Trouwens, ofschoon de geleerden en rabbi's van Israël voor zover zij kabbalisten zijn (en dat kan haast niet anders) erkennen dat de oorsprong van de wijsheid van de Kabbala in een voorhistorisch verleden ligt (Saffran, la Cabale, Payot, Paris) hebben zij toch een zeer sterk, zo niet onuitwisbaar stempel op deze inwijdingsleer gezet. Het woord zelf komt van kibbel, d.i. overlevering van God aan Mozes op de berg Sinaï van de Torah, de grondwet van het volk van Israël. In het werk van Saffran komt ster tot uiting dat een ware kabbalist alleen maar een jood kan zijn, want hij moet beslist een kenner van de Torah zij. Maar wat is in geestelijke zin eigenlijk een jood?

Thora is direct verwant aan Tarot. In de Tarot duiden de 22 letters en de figuren op situaties in het menselijk leven. Iedere illustratie is door de rangschikking in het geheel een uitgangspunt voor de volgende situatie.

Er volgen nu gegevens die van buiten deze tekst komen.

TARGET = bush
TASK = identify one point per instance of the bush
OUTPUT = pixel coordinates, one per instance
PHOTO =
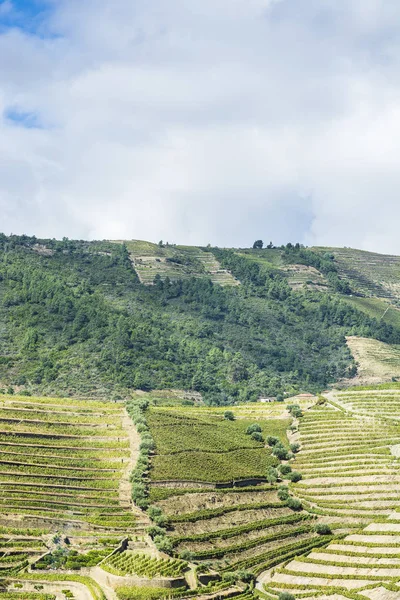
(253, 428)
(286, 596)
(245, 576)
(322, 529)
(186, 555)
(295, 476)
(285, 469)
(283, 494)
(294, 410)
(294, 504)
(272, 475)
(163, 543)
(154, 530)
(280, 452)
(272, 441)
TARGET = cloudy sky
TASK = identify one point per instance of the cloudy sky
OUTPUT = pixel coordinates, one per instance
(198, 121)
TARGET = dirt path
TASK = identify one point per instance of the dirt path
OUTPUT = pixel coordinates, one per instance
(125, 487)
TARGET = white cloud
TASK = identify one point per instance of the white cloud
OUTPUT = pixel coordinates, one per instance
(205, 122)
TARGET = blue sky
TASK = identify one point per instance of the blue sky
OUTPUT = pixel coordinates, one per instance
(28, 15)
(216, 122)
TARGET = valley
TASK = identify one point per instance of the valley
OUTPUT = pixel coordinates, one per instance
(197, 422)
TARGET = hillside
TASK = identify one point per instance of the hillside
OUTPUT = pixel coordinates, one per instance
(137, 458)
(76, 320)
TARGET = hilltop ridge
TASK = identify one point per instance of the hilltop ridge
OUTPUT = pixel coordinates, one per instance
(100, 318)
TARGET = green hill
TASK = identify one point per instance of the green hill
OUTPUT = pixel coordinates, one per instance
(76, 319)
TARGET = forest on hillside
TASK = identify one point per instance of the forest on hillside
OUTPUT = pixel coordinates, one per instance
(76, 320)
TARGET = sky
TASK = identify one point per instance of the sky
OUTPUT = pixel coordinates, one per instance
(196, 122)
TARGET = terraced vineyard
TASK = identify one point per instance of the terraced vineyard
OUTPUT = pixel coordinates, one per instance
(199, 456)
(369, 273)
(377, 362)
(200, 445)
(129, 563)
(349, 461)
(63, 464)
(176, 262)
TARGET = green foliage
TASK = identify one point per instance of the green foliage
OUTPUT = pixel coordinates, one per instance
(129, 563)
(272, 441)
(286, 596)
(280, 451)
(294, 476)
(76, 319)
(229, 416)
(191, 446)
(285, 469)
(294, 503)
(254, 428)
(323, 529)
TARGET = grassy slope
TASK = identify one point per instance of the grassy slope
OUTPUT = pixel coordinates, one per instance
(62, 462)
(207, 447)
(369, 273)
(377, 362)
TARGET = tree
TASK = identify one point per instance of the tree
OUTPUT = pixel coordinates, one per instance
(294, 504)
(253, 429)
(295, 476)
(286, 596)
(257, 436)
(322, 529)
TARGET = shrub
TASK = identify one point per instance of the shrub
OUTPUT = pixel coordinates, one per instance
(294, 504)
(294, 410)
(295, 476)
(253, 429)
(280, 452)
(322, 529)
(229, 576)
(286, 596)
(272, 475)
(272, 441)
(283, 494)
(246, 576)
(163, 543)
(154, 530)
(285, 469)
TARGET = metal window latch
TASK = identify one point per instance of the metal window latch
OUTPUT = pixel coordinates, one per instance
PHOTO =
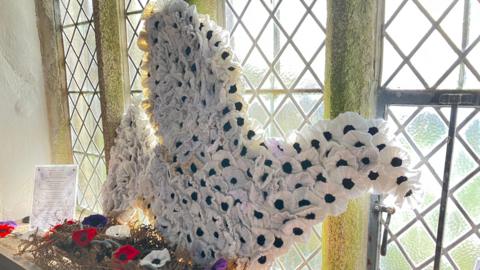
(390, 211)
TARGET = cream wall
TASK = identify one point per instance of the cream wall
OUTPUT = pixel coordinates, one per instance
(23, 116)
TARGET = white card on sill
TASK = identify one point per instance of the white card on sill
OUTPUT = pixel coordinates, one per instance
(54, 195)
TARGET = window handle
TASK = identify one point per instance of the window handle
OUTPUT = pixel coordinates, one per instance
(390, 211)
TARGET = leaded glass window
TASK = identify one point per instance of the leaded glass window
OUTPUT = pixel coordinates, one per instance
(428, 46)
(281, 46)
(84, 99)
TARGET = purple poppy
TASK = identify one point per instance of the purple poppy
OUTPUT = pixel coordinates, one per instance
(221, 264)
(9, 223)
(95, 221)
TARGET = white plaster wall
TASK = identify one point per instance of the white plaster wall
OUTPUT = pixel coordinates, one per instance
(23, 115)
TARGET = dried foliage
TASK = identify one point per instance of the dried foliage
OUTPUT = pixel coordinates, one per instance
(56, 250)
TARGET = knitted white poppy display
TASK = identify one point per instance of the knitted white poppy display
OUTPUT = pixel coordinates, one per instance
(203, 172)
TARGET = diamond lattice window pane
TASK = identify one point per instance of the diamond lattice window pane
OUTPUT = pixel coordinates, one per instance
(133, 13)
(84, 100)
(427, 150)
(431, 45)
(281, 46)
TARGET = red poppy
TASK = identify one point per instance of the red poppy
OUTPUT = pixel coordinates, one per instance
(126, 253)
(56, 227)
(83, 237)
(5, 230)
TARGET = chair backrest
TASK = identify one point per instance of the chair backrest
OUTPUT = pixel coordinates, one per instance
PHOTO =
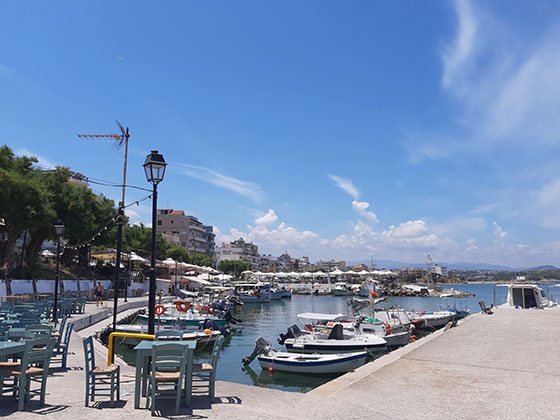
(168, 356)
(12, 335)
(68, 333)
(169, 335)
(39, 329)
(216, 350)
(89, 354)
(41, 355)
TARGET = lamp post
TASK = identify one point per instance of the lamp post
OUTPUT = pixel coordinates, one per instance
(154, 167)
(58, 230)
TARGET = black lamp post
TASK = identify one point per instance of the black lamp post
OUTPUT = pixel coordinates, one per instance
(154, 167)
(58, 230)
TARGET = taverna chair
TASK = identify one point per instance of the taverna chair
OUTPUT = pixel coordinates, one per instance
(204, 374)
(100, 380)
(166, 376)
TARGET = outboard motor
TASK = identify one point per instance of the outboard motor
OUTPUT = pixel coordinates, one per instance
(293, 332)
(336, 333)
(261, 346)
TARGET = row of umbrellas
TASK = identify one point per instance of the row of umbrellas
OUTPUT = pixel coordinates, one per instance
(336, 272)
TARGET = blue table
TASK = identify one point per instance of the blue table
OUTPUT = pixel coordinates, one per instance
(143, 352)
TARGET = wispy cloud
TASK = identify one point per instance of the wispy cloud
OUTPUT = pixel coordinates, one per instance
(42, 161)
(248, 189)
(346, 185)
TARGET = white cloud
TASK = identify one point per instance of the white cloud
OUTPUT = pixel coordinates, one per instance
(42, 161)
(245, 188)
(346, 185)
(361, 207)
(269, 217)
(456, 54)
(498, 232)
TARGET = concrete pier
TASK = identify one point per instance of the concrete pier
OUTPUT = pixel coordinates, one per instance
(500, 366)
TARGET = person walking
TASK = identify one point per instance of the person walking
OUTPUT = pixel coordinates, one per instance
(99, 293)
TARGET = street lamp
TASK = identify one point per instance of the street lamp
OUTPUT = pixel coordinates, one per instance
(58, 230)
(154, 167)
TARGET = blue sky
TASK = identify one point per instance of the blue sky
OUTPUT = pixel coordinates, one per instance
(324, 128)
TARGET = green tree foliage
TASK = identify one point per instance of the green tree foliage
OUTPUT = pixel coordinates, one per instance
(234, 267)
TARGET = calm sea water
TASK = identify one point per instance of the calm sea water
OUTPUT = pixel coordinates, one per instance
(270, 319)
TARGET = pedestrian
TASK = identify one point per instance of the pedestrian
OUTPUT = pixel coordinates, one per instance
(99, 293)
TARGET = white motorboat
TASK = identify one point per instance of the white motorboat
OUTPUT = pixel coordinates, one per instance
(437, 319)
(335, 342)
(527, 296)
(342, 289)
(304, 363)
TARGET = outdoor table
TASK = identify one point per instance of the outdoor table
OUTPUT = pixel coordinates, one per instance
(143, 352)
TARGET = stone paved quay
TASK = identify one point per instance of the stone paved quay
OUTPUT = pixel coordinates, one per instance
(501, 366)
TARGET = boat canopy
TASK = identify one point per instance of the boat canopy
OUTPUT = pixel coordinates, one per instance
(321, 317)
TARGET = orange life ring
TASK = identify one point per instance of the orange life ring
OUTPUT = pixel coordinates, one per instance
(182, 306)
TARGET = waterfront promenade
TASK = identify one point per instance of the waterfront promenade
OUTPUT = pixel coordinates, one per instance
(501, 366)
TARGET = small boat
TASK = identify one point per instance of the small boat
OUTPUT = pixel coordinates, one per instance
(342, 289)
(336, 342)
(527, 296)
(304, 363)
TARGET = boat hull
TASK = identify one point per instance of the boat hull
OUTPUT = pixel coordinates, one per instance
(316, 364)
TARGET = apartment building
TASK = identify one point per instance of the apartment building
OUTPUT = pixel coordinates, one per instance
(238, 250)
(193, 235)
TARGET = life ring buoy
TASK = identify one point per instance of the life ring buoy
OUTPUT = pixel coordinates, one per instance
(182, 306)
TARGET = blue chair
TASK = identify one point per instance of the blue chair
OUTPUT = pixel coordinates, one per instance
(34, 367)
(61, 348)
(100, 378)
(166, 376)
(206, 372)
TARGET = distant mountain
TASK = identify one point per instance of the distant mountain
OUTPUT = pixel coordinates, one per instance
(543, 268)
(389, 264)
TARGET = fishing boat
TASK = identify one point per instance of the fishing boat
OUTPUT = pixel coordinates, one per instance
(342, 289)
(527, 296)
(253, 292)
(304, 363)
(335, 342)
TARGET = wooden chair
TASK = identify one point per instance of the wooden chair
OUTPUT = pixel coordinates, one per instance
(206, 372)
(166, 376)
(486, 310)
(100, 378)
(34, 367)
(61, 348)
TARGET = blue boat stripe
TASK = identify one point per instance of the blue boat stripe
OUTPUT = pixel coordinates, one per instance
(327, 362)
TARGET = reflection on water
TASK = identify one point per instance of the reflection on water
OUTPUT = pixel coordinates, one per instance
(270, 319)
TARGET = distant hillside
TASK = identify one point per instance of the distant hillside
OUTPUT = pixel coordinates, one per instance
(389, 264)
(543, 268)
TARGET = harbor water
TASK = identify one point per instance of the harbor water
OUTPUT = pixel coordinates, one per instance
(270, 319)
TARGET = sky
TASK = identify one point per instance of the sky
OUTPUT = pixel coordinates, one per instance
(335, 130)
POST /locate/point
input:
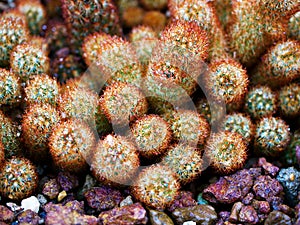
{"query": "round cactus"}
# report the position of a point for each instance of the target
(226, 151)
(272, 135)
(13, 32)
(27, 60)
(38, 122)
(239, 123)
(289, 100)
(10, 136)
(77, 102)
(185, 161)
(122, 103)
(42, 89)
(226, 81)
(35, 14)
(18, 179)
(10, 87)
(152, 135)
(261, 101)
(71, 144)
(157, 186)
(154, 4)
(115, 161)
(188, 126)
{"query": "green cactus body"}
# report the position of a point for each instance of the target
(261, 101)
(226, 81)
(35, 14)
(115, 161)
(13, 31)
(10, 88)
(28, 60)
(152, 135)
(241, 124)
(9, 136)
(86, 17)
(71, 144)
(279, 65)
(289, 100)
(157, 186)
(202, 12)
(272, 135)
(226, 151)
(123, 103)
(38, 122)
(185, 161)
(18, 179)
(42, 89)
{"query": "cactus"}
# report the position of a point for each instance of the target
(188, 126)
(115, 161)
(71, 144)
(272, 135)
(239, 123)
(226, 81)
(18, 179)
(123, 103)
(152, 135)
(185, 161)
(156, 186)
(10, 87)
(202, 12)
(27, 60)
(42, 89)
(289, 100)
(261, 101)
(38, 122)
(226, 151)
(13, 31)
(35, 14)
(86, 17)
(10, 136)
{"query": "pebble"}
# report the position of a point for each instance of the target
(31, 203)
(201, 214)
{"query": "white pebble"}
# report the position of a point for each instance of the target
(31, 203)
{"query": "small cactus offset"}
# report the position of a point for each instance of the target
(261, 101)
(272, 135)
(35, 14)
(289, 100)
(18, 179)
(156, 186)
(115, 161)
(10, 87)
(13, 31)
(71, 144)
(185, 161)
(152, 135)
(27, 60)
(226, 151)
(42, 89)
(86, 17)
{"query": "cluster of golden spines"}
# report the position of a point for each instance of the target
(71, 144)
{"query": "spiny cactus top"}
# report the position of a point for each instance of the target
(27, 60)
(157, 186)
(18, 179)
(35, 14)
(13, 31)
(86, 17)
(226, 151)
(226, 81)
(10, 87)
(115, 160)
(71, 144)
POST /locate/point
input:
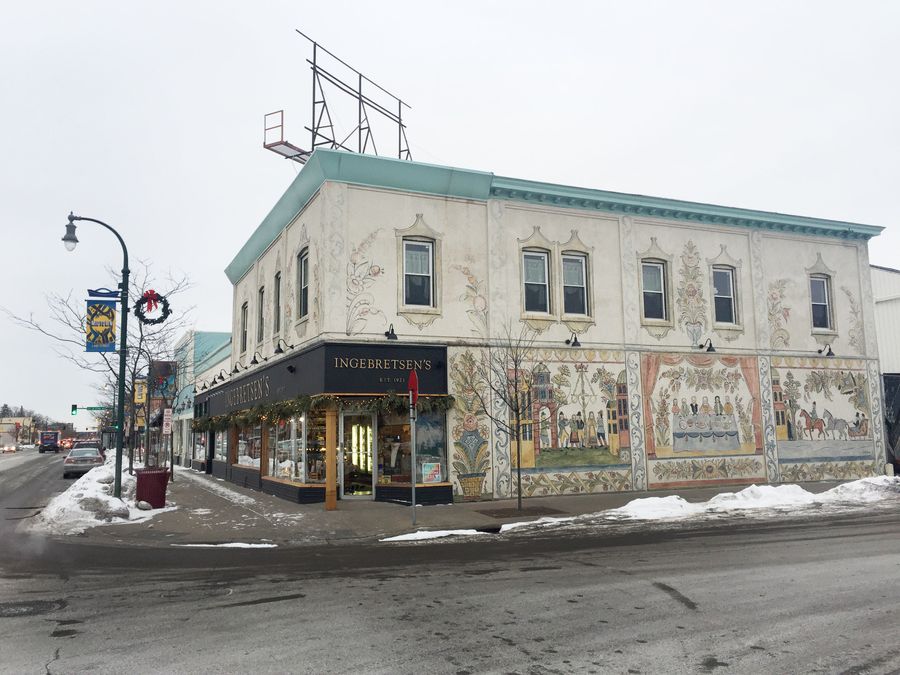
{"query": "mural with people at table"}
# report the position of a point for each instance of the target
(703, 419)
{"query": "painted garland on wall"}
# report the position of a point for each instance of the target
(284, 410)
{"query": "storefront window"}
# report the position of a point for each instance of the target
(431, 448)
(315, 446)
(249, 446)
(395, 458)
(282, 455)
(221, 448)
(199, 445)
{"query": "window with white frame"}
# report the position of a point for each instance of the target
(575, 284)
(260, 314)
(276, 301)
(653, 287)
(724, 295)
(418, 273)
(820, 297)
(244, 309)
(536, 276)
(303, 284)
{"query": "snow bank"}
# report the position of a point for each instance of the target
(89, 502)
(434, 534)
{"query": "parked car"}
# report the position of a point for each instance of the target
(81, 460)
(49, 440)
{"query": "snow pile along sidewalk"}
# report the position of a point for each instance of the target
(89, 502)
(760, 497)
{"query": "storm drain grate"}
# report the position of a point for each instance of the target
(528, 511)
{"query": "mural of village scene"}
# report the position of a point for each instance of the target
(575, 439)
(822, 418)
(703, 419)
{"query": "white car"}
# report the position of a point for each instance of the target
(81, 460)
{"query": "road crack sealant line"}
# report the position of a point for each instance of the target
(220, 493)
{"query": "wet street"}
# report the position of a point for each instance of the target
(739, 596)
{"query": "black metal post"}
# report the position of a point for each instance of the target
(123, 349)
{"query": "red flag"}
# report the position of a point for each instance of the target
(414, 386)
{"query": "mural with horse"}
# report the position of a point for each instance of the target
(822, 411)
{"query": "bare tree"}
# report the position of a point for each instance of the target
(65, 329)
(502, 379)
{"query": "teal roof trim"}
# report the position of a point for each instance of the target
(383, 172)
(618, 202)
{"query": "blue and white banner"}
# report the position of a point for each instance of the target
(100, 326)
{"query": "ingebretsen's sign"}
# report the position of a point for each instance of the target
(378, 369)
(334, 368)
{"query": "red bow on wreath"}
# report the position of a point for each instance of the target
(152, 298)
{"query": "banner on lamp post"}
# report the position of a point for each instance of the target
(100, 326)
(140, 390)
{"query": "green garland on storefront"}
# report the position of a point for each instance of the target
(391, 402)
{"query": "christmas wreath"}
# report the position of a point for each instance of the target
(151, 300)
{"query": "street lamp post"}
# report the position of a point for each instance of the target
(70, 240)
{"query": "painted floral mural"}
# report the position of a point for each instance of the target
(361, 274)
(692, 306)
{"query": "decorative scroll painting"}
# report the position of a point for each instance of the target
(823, 418)
(702, 419)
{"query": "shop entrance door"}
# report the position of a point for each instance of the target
(358, 453)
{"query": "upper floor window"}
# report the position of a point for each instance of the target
(723, 295)
(536, 274)
(260, 314)
(303, 284)
(653, 287)
(418, 273)
(276, 298)
(244, 309)
(575, 284)
(820, 296)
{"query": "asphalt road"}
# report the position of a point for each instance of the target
(814, 595)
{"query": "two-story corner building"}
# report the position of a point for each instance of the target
(196, 353)
(678, 344)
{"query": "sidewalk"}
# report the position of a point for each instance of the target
(215, 512)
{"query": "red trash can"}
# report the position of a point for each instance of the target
(151, 486)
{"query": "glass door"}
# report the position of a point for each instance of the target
(358, 452)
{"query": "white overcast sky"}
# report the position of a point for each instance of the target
(149, 116)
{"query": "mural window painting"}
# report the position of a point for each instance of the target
(303, 284)
(821, 302)
(653, 285)
(723, 295)
(575, 284)
(418, 273)
(535, 265)
(276, 298)
(244, 309)
(260, 304)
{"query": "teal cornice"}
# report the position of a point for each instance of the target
(417, 177)
(514, 189)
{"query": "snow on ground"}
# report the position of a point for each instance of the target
(88, 502)
(221, 490)
(233, 544)
(435, 534)
(760, 500)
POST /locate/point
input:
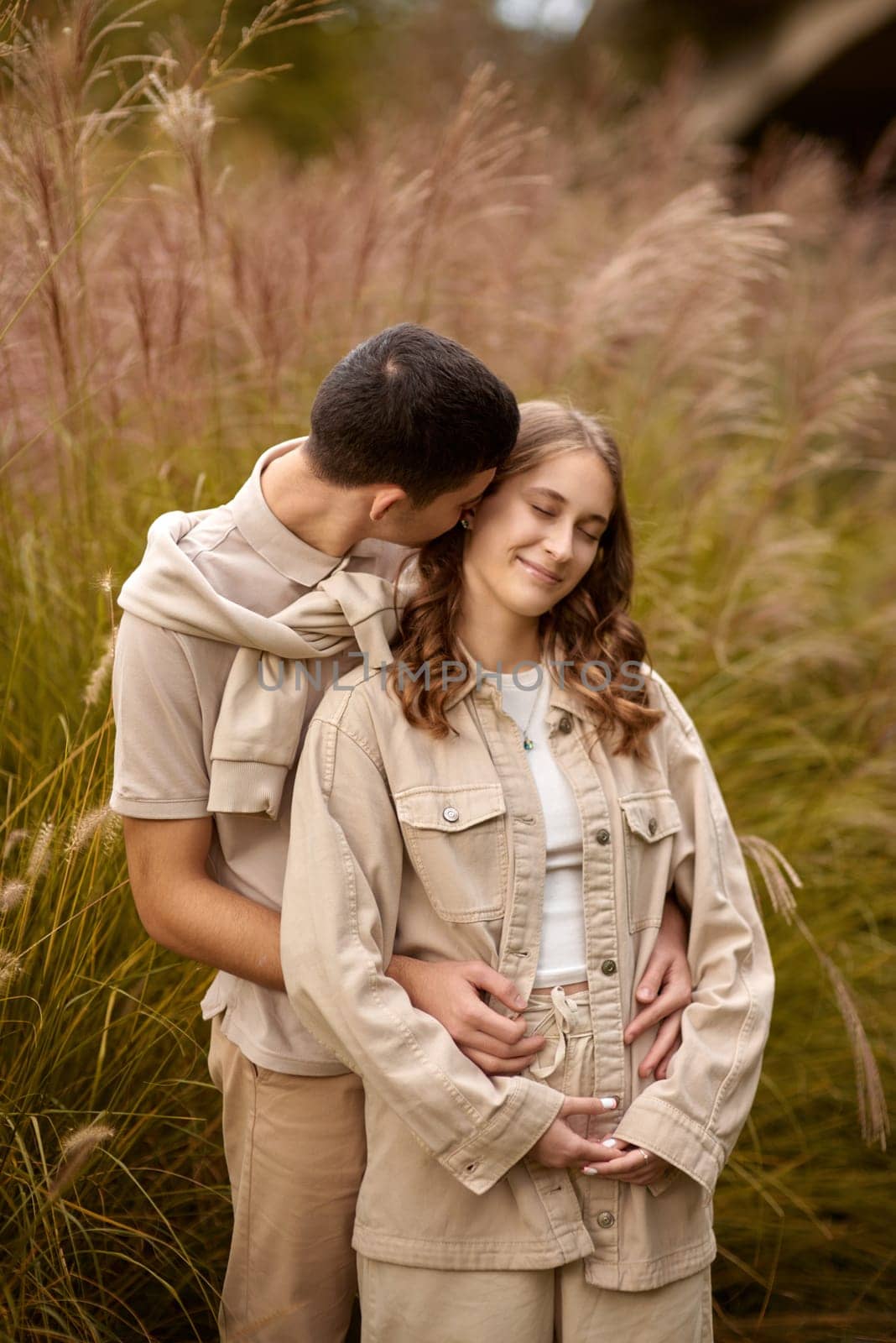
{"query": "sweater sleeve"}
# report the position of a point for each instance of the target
(340, 913)
(694, 1116)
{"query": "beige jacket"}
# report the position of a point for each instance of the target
(436, 849)
(263, 708)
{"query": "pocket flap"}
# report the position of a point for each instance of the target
(451, 809)
(652, 816)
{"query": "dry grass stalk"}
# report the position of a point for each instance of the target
(39, 856)
(76, 1150)
(9, 966)
(13, 893)
(85, 828)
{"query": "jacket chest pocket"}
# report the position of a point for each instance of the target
(649, 825)
(457, 844)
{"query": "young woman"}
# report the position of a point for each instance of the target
(522, 789)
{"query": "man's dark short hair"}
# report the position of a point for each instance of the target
(414, 409)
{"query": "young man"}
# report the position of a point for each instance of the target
(407, 431)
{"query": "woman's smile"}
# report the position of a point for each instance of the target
(538, 574)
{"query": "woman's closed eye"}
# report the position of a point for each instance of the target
(548, 514)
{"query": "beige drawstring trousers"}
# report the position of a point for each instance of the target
(404, 1304)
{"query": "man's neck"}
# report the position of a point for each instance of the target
(324, 516)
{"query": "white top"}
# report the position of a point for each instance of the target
(561, 959)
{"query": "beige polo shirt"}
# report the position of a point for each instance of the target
(167, 693)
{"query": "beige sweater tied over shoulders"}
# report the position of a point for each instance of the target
(259, 724)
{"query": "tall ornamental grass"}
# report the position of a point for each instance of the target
(167, 309)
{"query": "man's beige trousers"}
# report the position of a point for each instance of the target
(295, 1155)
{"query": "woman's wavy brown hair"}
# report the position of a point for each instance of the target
(589, 624)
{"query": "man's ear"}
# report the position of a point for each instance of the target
(385, 499)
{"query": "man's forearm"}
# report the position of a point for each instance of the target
(217, 927)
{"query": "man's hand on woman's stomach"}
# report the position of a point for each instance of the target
(451, 991)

D.w.z. hoe onmogelijk de toestand ook is waarin zich het bewustzijn van de mens bevindt, er is altijd een verandering, een uitkomst mogelijk.
Als men deze mogelijkheid niet kan erkennen, betekent dit, geen geloof meer hebben in het waarachtige Ik dat de aanleg is tot de innerlijke, zich vernieuwende gestalte van de al-eenheid in de mens. Ontkent een mens zijn eenheid, dat is zijn ik, dan ontkent hij God waardoor hij het contact verliest met de oorsprong van het leven.
Merkwaardig is dat Thora en Tarot uit dezelfde letters zijn samengesteld. Het grote verschil tussen beide is, dat de Kabbala en dus ook de zijtak ervan, de Tarot, geen dogma erkent. er is een nog samengetrokkener beeld van de Kabbala, nl de Schalschaleth ha Kabbala. D.i. de keten der overlevering, waarin voorgesteld wordt dat het God is die de verbinding van aarde en hemel onderhoudt door een keten waarvan mensen de schakels vormen. Deze keten zwaait over de wereld, zodat de mens op aarde slechts heeft toe te grijpen, niet om opgetrokken te worden in het rijk van God, maar om een levende schakel te worden die van de aarde naar de hemel reikt en waardoor de mens een verbindend medium kan zijn tussen hemel en aarde om zo de mens in de hemel en God op aarde te brengen. Op die wijze zullen eens, dankzij die bijzondere leer, hemel en aarde een eenheid vormen. Dan is de tweeheid overwonnen en daarmede de veelheid en dus de oorspronkelijke eenheid van voor de schepping hersteld.
Het komt mij voor, dat die eenheid er veeleer altijd is geweest, maar dat de mens het contact ermede heeft verloren.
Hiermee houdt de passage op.